If your shots group low and to the left most likely you are jerking the trigger instead of squeezing it.

If your shots group high to the left - say in the 9 o'clock to 12 o'clock position - you are probably anticipating the recoil and pushing the firearm up. This is called "riding the recoil". Groups in this area are also caused by lack of follow-through.

If your group is consistent at about 9 o'clock you most likely do not have your finger on the trigger properly. You are probably squeezing at an angle instead of straight back.

If you group is high to the right you may be "heeling" the firearm - anticipating the recoil and pushing with the heel of your hand.

If your shots group fairly consistently to the right in the 3 o'clock area you are probably "thumbing" the gun. That is, as the gun goes off you are pushing on the side of the frame with your thumb.

If your group is consistently low, say in the 6 o'clock area, you may be "breaking" your wrist, that is, anticipating the recoil and cocking the wrist down. Low shots also come from improper follow-through when the shooter relaxes too quickly.

If all the shots are hitting right, low, say in the 4 to 5 o'clock area, you may be tightening your grip just as the gun fires. This is another form of anticipating recoil.


----------



## TOF (Sep 7, 2006)

If you are left handed replace the word left with right and right with left in the information provided by Guru Todd.

The rear sight is installed in a dovetail groove you can drift it left or right as required.

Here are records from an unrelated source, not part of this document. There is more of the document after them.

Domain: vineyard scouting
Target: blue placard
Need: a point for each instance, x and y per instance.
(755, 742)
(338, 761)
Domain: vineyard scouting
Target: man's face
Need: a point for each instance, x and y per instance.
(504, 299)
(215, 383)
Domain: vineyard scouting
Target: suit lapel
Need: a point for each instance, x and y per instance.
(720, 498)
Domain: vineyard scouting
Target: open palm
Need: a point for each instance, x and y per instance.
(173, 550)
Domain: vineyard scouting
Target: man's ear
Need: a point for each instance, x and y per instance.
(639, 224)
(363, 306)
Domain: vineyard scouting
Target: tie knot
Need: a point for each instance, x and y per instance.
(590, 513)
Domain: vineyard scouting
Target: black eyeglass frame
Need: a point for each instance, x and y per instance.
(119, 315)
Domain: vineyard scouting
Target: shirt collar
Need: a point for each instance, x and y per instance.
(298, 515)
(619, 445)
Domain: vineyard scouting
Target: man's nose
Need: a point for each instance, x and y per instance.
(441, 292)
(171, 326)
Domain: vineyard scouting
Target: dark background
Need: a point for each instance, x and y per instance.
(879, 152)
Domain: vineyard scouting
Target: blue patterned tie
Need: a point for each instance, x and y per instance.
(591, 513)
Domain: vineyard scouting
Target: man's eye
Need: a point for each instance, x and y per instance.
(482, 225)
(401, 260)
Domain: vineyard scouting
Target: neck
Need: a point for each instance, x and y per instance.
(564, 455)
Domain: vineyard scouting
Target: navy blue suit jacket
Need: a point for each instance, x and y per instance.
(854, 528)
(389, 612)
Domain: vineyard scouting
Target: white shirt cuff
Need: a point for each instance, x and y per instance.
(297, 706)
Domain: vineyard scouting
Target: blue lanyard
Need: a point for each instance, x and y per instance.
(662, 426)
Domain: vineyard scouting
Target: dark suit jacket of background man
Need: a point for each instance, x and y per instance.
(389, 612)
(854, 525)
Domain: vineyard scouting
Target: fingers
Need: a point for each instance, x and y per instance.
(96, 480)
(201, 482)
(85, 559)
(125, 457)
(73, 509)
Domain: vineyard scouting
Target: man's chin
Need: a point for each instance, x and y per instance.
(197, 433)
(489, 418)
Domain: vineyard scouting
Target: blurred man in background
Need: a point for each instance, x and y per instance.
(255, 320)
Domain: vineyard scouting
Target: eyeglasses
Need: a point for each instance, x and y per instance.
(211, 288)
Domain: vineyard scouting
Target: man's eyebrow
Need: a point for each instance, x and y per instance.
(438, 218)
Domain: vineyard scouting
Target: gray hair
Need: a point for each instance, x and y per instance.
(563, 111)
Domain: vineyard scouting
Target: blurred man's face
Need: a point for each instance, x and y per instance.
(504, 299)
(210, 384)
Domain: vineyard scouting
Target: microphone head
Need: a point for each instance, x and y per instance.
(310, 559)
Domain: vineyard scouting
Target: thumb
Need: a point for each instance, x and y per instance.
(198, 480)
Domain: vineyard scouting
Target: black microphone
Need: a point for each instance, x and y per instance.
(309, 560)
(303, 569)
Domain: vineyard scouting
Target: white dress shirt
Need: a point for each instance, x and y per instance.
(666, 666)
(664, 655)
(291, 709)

Just make certain the sights are the true problem.

tumbleweed


----------



## laxer (Aug 16, 2008)

Thanks for input. I'll run a few more rounds through paying closer attention to the trigger pull.


----------



## dondavis3 (Aug 2, 2009)

+1 TOF (I'm a lefty too)

+1 Todd - when a new gun doesn't shoot well, it's usually me  and I just need to learn better the trigger pull / recoil / sight picture / etc.

Good luuck with your new gun.

:smt1099


----------



## DevilsJohnson (Oct 21, 2007)

dondavis3 said:


> +1 TOF (I'm a lefty too)
> 
> +1 Todd - when a new gun doesn't shoot well, it's usually me  and I just need to learn better the trigger pull / recoil / sight picture / etc.
> 
> ...


Yeah, I'm with you there. A new weapon I wont go to changing anything until I get a couple hundred rounds through it to make sure it's not me. Some new ones can be a little funky because they are new. and you the shooter are new to using it. It's best to take a little extra time when you get a new one to amke sure it;s not the shooter.


----------



## Chaemie (Mar 13, 2009)

*Stoeger 40sw*

I do the same thing. Been to the range 3 times fired approx 400 rounds. Hitting the target at 3-4 inches to the left at the 9 o'clock position. I was thinking it was the sights also. Mainly because with my cz 75 9mm. I am very accurate.


----------